COLORADO SPRINGS — The City of Colorado Springs is considering charging professional photographers $500 annually to take pictures at Garden of the Gods. A photo permit for all other parks excluding Garden of the Gods would be $250 annually.
Photographers tell us the proposed permit fee popped up out of nowhere and they want answers from the city.
Unfortunately, city officials can't seem to get their story straight about this new commercial photography permit.
There are many unanswered questions:
What prompted the permit requirement?
How is the city planning to enforce it?
Where exactly is the money going?
Mary Elizabeth Fabian is a professional photographer. It's her livelihood and she's concerned about the city charging a permit fee to take pictures at one of the most visited parks in the country.

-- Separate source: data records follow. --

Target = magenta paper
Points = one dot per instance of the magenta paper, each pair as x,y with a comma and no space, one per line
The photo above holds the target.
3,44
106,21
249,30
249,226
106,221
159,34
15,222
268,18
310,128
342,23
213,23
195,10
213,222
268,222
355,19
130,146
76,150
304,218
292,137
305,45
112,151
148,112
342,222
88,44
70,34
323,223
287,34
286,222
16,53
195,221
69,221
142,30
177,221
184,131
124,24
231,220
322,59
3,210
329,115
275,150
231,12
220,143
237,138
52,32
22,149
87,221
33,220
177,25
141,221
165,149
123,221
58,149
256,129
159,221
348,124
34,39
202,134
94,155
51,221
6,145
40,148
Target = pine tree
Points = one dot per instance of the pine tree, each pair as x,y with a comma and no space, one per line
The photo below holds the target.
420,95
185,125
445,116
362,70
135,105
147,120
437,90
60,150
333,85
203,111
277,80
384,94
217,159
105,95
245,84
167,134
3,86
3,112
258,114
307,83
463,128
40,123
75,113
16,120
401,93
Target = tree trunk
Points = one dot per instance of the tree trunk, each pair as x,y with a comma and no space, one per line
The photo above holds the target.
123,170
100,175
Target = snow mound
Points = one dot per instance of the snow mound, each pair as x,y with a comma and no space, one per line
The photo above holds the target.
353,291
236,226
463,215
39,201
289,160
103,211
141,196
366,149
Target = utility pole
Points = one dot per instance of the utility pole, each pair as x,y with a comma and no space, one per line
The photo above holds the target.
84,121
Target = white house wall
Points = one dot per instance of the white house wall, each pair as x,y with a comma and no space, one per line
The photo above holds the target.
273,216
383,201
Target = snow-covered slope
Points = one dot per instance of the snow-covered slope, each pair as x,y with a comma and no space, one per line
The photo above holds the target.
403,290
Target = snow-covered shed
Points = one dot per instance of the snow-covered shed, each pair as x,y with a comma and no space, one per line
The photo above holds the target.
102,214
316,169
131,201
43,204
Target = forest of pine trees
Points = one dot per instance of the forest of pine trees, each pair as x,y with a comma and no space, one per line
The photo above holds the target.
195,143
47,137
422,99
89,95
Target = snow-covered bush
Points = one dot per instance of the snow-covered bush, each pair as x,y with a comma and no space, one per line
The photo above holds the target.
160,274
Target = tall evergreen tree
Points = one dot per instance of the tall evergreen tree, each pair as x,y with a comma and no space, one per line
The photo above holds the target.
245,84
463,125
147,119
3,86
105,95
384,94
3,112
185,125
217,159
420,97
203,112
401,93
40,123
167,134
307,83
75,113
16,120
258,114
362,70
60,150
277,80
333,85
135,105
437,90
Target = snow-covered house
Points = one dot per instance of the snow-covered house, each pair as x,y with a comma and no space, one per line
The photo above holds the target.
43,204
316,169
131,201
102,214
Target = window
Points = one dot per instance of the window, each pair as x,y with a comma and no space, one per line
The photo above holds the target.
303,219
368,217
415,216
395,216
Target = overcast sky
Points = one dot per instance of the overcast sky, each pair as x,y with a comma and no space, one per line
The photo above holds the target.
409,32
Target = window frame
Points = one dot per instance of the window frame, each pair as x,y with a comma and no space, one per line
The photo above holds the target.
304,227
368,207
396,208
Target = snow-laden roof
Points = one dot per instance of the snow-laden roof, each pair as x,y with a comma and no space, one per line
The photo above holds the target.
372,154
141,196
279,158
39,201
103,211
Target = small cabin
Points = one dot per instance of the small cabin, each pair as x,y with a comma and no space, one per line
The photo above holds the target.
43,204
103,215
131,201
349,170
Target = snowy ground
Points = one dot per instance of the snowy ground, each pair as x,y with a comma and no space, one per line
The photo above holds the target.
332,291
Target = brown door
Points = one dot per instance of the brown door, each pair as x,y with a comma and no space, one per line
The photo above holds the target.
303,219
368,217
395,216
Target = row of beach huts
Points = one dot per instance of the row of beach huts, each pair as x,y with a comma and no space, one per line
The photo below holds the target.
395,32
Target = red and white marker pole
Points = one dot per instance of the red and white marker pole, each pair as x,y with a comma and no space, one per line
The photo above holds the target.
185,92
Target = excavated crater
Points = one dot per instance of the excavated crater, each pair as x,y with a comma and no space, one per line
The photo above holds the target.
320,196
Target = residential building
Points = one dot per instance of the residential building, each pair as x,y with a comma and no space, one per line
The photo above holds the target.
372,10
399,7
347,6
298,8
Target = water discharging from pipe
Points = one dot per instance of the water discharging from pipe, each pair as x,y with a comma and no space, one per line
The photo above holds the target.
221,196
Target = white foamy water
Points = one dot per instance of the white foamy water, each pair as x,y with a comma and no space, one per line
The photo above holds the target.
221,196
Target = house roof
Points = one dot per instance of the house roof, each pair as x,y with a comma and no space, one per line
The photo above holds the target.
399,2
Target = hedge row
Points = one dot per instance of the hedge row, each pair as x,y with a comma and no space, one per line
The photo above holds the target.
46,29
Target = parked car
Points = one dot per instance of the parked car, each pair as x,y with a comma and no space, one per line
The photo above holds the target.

Already, she and others tell News 5 that they've heard of park rangers chasing off photographers who haven't yet made arrangements to purchase the permit.
"I don't have an issue with a permit per se," Fabian said. "I have an issue with the fact that I'm trying to run a business and I am a professional and when the city and the Garden of the Gods can't work together and make a clear process before sending a ranger after photographers, you are putting my livelihood at risk."
All photographers we spoke with for this story say they are okay with the city requiring a permit for photographers who take pictures for business-purposes.
However, they question the city's motive to charge a $500 fee which they believe is excessive.
"When the Perkins family gave Garden of the Gods to the City of Colorado Springs, it was put in there that it would be free," photographer Callie Riesling said. "That was the condition for gifting it."
Photographer Amanda Roberts is concerned with how the entire process has been implemented thus far.
"I want to reiterate that we are okay with permits, but we want to be involved with the process," she said. "We want to know where the funds are going to go and how they came up with that number. They're going to make a lot of money and we're just trying to survive and we feed the local economy."
Getting answers from the city hasn't been easy.
"I've called and I have not received a phone call back," Roberts said. "We've been calling to get some clarity."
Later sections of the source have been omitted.